On one hand, complete disaster. On the other, some interesting source material for the British Lions and their coach Sir Clive Woodward as they prepare to undertake the most difficult task in professional rugby.

Woodward and his class of 2005 leave for New Zealand later this week no doubt conscious that their first public appearance had been somewhat embarrassing.

They have been found wanting by a second-rate rugby nation shorn of more than 20 of their front-line players. How can the Lions be expected to fare in the land of the Maori warrior?

The coach could argue that this was far from his Test line-up and he could also point to the return of Jonny Wilkinson as a major plus.

The golden boy of English rugby returned to the international arena with calm assurance, running the ball with alacrity and kicking his goals as though he'd never been away. He even landed his final face-saving penalty deep into injury time much as he'd rescued England 18 months ago.

He and his opposite number Federico Todeschini made every kick count as the Millennium Stadium witnessed its second penalty shoot-out in three days. Both men landed 20 points apiece.

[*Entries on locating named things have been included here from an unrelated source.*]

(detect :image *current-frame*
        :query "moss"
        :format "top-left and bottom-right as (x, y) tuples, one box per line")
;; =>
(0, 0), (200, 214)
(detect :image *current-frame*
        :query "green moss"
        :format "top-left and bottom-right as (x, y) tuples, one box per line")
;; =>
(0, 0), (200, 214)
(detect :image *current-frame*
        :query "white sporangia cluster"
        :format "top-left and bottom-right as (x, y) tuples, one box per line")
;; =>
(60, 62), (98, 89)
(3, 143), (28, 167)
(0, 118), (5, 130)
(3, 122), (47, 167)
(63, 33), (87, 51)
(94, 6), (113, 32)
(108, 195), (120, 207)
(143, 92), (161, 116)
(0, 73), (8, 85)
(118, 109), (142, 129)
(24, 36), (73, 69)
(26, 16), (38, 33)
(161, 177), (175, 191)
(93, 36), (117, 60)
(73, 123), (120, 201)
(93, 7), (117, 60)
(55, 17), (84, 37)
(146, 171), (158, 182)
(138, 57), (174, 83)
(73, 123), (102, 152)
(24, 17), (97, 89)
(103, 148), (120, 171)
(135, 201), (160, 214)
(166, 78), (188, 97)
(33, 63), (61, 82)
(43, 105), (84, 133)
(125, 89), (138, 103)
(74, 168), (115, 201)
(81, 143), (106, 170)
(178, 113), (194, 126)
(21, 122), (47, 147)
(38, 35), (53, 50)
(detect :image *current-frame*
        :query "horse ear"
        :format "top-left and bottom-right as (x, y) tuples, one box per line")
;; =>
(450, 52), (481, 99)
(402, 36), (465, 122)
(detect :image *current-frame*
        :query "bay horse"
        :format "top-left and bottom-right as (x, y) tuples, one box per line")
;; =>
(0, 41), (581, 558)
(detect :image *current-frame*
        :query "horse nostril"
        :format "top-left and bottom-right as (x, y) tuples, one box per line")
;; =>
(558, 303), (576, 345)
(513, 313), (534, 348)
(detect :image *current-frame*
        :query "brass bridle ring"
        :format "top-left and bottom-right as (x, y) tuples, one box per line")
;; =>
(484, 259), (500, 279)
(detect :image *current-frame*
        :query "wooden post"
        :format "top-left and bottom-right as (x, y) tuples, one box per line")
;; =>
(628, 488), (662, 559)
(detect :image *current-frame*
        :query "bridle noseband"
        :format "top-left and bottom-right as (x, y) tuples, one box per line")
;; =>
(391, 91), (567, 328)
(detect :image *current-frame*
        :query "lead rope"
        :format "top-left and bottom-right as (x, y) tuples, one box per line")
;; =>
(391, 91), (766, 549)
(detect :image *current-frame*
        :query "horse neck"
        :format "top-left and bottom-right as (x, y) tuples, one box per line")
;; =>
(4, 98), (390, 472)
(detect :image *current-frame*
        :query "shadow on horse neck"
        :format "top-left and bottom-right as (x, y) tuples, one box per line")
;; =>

Elsewhere Woodward will use the evidence of last night to determine in which areas his team needs to be developed and which players look capable of providing that improvement.

The scrum was a massive weakness and in the first half alone was culpable for three points and could have coughed a few more.

The Irish duo of John Hayes and Shane Byrne, and their English loosehead Graham Rowntree, were ground into dust in the opening period . As a result, the Lions set-piece went backwards at a rapid rate.

That will be a huge comfort to All Blacks coach Graham Henry who will be aware that he will have to find a way to counter a traditional strength of many touring sides. On this showing he may not have to.

Another who enjoyed a less-than-memorable Lions debut was scrum-half Gareth Cooper who fumbled for Argentina's opening try and whose lack of touch on his passing seriously inhibited their cause.

And Irishman Gordan D'Arcy looked a shadow of the centre who dominated the 2004 Six Nations who had been held by many as the natural partner for tour captain Brian O'Driscoll.

He was willing in attack but he had a touch of the Roberto Duran - hands of stone - never more so than when he should have collected a Geordan Murphy pass to scamper ten yards to score the winner.

Like so many balls that came his way last night, it hit the turf.

Quite how Woodward's men trailed by only three points at half time is remarkable. Man for man they might have been better players - at times they showed it - but those occasions were all too rare and it was the visitors who looked as though they had been handpicked from the cream of four elite rugby playing nations.

Their greater cohesion reaped the first 13 points in as many minutes as Todeschini landed two penalties and converted a try made by Lisandro Arbizu and scored by winger Jose Nunez Piossek.

The Lions only try, after 17 minutes, was the product of England captains past, present and future as Martin Corry stopped No 8 Juan Manuel Leguizamen from crossing the gain-line in his own 22. That gave his team an attacking line-out which was nudged deeper into Pumas territory where Wilkinson made the first of several adept offloads by releasing Ollie Smith at full pace over the line.

The rest of the first half belonged to Wilkinson and Todeschini who exchanged goals as schoolboys do football cards. Both packs simply give away penalties.

It meant Mr Dickinson's whistle was never far from his lips, thus attacking rugby could not flourish. But that the Pumas because when men like Shane Williams and Denis Hickie did get the ball in hand they looked reasonably incisive. It was down to Jonny and his wonder boot to spare a few blushes.

LIONS: Murphy; Hickie, Smith (Horgan 61), D'Arcy, Williams; Wilkinson, Cooper (Cusiter 59); Rowntree, Byrne (Thompson 70), Hayes (White 50), O'Callaghan (Kay 70), Grewcock, Corry, Moody, Owen. Replacements: Dallaglio, O'Gara.

ARGENTINA: Stortoni; Nunez Piossek, Arbizu, Contemponi, Leonelli; Todeschini, Fernandez Miranda; Mendez, Ledesma, Reggiardo, Bouza, Sambucetti (Carizza 73), Schusterman, Genoud (Sanz 71), Leguizamon. Replacements: Guinazu, De Chazal, Lopez, Fleming, Bosch, Serra.